PyPy differs significantly from CPython by introducing a Just-In-Time (JIT) compiler. Instead of interpreting bytecode line-by-line, PyPy uses JIT to optimize code execution by dynamically compiling frequently executed code into machine code.

Source Code Handling

  • Like CPython, PyPy also begins with source code written in .py files, performs tokenization, parsing, and bytecode generation.

Tracing JIT Compilation

  • PyPy analyzes the running program and identifies "hot loops"—sections of code that are executed repeatedly.
  • Instead of interpreting these loops repeatedly, PyPy compiles them into optimized machine code during runtime.
  • This reduces the overhead of interpretation for frequently executed code, making PyPy significantly faster than CPython in many cases.

Execution Process

  • For code outside of hot loops, PyPy behaves similarly to CPython, interpreting bytecode.
  • For hot loops, the machine code generated by JIT is executed directly, bypassing the slower interpretation step.

Garbage Collection and Memory Management

  • PyPy has its own garbage collector and memory management system, separate from CPython, which is tailored for JIT-compiled programs.

CPython vs. PyPy

FeatureCPythonPyPy
ImplementationWritten in CWritten in RPython (a restricted subset of Python).
Execution MethodInterprets bytecode line by line.Uses JIT to compile and execute machine code for hot paths.
PerformanceSlower for many computational tasks.Faster for long-running programs or programs with many loops.
CompatibilityThe reference implementation; highly compatible.High compatibility, though not 100% identical.
Memory UsageHigher memory usage for objects.Typically better memory optimization.

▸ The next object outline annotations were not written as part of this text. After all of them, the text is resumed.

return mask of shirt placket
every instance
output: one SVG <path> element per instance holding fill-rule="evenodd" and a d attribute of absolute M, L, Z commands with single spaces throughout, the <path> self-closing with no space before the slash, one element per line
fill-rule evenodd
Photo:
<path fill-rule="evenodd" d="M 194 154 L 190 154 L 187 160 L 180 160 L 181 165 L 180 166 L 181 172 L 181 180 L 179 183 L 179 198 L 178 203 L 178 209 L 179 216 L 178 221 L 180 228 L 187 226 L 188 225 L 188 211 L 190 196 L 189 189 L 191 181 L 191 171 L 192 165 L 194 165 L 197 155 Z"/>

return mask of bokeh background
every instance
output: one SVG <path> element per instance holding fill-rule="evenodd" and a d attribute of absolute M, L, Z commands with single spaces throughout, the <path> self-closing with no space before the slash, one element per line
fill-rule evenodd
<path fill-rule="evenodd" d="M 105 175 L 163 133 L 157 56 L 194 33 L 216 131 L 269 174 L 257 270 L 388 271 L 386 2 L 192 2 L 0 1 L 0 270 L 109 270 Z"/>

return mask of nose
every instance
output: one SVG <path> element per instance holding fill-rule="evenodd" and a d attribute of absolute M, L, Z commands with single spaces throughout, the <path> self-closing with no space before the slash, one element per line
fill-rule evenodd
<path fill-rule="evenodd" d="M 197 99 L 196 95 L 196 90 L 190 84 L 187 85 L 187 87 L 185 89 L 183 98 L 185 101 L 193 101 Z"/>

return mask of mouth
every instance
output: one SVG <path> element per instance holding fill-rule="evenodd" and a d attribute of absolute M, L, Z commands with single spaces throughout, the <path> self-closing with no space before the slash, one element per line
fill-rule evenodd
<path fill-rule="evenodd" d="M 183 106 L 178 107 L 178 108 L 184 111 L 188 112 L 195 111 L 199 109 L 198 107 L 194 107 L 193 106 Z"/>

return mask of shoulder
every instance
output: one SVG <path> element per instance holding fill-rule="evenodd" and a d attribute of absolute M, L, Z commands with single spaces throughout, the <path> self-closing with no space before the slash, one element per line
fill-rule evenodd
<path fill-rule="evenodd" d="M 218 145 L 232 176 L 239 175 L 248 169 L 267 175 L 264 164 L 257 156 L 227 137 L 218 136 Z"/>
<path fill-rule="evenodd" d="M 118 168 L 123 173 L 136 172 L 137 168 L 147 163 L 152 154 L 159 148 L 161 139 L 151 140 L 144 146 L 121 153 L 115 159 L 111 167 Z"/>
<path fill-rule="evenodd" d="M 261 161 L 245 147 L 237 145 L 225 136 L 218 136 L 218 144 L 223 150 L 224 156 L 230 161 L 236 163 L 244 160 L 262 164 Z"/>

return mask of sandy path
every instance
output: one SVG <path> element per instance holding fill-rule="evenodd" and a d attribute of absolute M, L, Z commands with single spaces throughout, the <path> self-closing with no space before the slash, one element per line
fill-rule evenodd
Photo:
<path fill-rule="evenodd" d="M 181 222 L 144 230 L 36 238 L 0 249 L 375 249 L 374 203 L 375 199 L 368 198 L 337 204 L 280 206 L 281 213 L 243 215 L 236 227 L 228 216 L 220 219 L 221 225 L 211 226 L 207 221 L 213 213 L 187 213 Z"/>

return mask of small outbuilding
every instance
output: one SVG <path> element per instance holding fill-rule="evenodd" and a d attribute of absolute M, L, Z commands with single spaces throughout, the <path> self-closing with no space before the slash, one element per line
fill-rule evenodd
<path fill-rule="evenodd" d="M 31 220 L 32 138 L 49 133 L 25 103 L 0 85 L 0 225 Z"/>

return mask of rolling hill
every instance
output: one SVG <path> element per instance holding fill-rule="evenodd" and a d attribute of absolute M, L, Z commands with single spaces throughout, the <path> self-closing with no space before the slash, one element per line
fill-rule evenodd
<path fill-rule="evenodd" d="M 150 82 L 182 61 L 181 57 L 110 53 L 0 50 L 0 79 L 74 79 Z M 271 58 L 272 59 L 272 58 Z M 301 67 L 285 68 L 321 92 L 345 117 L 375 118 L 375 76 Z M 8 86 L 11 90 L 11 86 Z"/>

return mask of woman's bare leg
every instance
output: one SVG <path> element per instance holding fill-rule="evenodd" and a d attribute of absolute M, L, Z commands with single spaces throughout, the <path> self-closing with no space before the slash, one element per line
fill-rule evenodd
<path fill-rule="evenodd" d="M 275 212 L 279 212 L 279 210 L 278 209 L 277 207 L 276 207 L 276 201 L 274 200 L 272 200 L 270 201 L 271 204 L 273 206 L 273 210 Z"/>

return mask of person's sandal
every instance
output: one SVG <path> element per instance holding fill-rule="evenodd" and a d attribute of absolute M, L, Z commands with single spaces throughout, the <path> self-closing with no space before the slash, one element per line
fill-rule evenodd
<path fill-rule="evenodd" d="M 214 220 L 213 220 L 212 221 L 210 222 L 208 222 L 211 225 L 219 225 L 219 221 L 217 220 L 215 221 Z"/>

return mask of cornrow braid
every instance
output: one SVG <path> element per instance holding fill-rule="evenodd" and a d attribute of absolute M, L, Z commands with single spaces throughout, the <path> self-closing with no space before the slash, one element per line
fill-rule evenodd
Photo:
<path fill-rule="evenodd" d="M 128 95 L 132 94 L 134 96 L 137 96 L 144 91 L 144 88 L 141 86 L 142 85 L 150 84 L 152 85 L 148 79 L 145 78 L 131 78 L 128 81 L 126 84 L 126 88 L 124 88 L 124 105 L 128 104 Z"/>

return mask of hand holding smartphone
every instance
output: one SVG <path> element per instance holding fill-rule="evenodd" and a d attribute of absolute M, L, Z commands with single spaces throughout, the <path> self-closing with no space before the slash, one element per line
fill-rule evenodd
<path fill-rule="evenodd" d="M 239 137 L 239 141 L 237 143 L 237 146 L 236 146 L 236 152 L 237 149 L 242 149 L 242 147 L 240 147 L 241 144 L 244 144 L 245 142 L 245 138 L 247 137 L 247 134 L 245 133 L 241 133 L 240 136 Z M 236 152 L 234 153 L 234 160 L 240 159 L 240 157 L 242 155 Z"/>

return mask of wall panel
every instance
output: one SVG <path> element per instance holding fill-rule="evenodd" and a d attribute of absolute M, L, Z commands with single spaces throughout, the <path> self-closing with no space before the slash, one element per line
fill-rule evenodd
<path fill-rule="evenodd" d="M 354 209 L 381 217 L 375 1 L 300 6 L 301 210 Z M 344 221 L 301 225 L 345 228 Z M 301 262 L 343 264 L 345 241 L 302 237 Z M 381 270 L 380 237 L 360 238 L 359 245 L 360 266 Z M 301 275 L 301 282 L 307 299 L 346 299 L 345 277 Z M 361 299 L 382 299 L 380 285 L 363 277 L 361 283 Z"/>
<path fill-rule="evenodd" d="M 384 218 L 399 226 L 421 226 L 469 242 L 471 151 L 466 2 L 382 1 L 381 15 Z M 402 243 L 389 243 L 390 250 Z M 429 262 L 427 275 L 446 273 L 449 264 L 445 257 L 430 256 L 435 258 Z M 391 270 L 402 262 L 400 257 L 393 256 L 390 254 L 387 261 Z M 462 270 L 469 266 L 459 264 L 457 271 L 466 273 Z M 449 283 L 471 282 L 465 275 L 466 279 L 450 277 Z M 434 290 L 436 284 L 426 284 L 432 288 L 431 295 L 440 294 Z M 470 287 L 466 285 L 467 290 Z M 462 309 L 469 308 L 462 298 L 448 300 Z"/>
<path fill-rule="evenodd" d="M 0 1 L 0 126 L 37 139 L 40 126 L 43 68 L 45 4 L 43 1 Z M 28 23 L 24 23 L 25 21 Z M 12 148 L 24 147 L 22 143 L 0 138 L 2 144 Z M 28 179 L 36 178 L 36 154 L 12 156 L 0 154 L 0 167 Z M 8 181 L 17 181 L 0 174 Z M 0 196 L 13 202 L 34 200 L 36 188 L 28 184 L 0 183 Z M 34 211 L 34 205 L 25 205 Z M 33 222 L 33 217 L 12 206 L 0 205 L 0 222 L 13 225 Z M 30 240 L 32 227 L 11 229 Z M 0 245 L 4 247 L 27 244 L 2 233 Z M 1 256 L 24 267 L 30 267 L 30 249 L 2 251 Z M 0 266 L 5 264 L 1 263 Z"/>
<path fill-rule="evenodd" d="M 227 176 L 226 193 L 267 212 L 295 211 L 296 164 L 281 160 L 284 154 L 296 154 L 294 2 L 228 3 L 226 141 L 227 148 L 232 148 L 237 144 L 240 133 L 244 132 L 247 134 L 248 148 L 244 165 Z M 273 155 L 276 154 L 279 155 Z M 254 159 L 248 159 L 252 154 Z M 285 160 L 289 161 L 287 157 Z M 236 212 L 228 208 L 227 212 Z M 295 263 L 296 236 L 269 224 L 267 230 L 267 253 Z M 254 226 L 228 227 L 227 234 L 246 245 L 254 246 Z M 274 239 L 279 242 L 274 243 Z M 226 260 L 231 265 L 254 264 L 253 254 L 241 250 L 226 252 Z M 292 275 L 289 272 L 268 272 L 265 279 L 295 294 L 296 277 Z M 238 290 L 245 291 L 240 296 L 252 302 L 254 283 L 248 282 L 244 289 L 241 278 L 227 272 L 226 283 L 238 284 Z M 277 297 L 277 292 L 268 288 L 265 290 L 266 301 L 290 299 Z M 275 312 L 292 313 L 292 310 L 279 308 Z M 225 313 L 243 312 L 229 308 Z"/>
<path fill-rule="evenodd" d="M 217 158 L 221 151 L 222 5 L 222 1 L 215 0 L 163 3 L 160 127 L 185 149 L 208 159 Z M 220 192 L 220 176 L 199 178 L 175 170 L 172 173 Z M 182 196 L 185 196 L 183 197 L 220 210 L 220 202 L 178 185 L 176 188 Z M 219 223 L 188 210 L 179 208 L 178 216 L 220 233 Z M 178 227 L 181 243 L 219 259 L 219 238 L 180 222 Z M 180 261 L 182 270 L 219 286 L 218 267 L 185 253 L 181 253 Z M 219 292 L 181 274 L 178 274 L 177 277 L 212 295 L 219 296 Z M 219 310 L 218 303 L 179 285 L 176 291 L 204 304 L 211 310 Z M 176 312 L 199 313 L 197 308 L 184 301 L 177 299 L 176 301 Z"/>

PyPy JIT Compiler: Key Advantages

  • Dynamic Compilation: Converts Python bytecode into machine code during runtime.
  • Loop Optimization: Identifies and compiles frequently executed loops for faster execution.
  • Better Performance for Numeric Code: Often outperforms CPython for tasks involving heavy computation, such as numerical or scientific computing.
  • Reduced Interpreter Overhead: By eliminating the need to repeatedly interpret bytecode, PyPy reduces runtime overhead.

Workflow Comparison

CPython Execution Workflow

  1. Write Python source code (.py file).
  2. Lexical analysis and parsing into an Abstract Syntax Tree (AST).
  3. Compilation into bytecode.
  4. Interpretation of bytecode by the Python Virtual Machine (PVM).

PyPy Execution Workflow

  1. Write Python source code (.py file).
  2. Lexical analysis and parsing into an Abstract Syntax Tree (AST).
  3. Compilation into bytecode.
  4. Interpretation begins, but JIT analyzes runtime behavior and identifies "hot paths."
  5. Hot paths are compiled into machine code for optimized execution.
  6. Machine code is cached for reuse during program execution.

When to Use CPython vs. PyPy

  • CPython:

    • Best for general-purpose use, especially when compatibility with C extensions or third-party libraries is critical.
    • Recommended for applications with minimal computational bottlenecks.
  • PyPy:

    • Ideal for programs with performance-critical sections, such as numerical computing, machine learning, or large-scale data processing.
    • Best suited for long-running applications where JIT can optimize performance over time.

Summary

  • CPython is the reference implementation of Python that executes bytecode using a Python Virtual Machine.
  • PyPy is an alternative implementation that uses JIT compilation to dynamically optimize Python code at runtime.
  • PyPy achieves significant performance improvements, particularly for computation-heavy or loop-intensive programs, while still providing high compatibility with Python.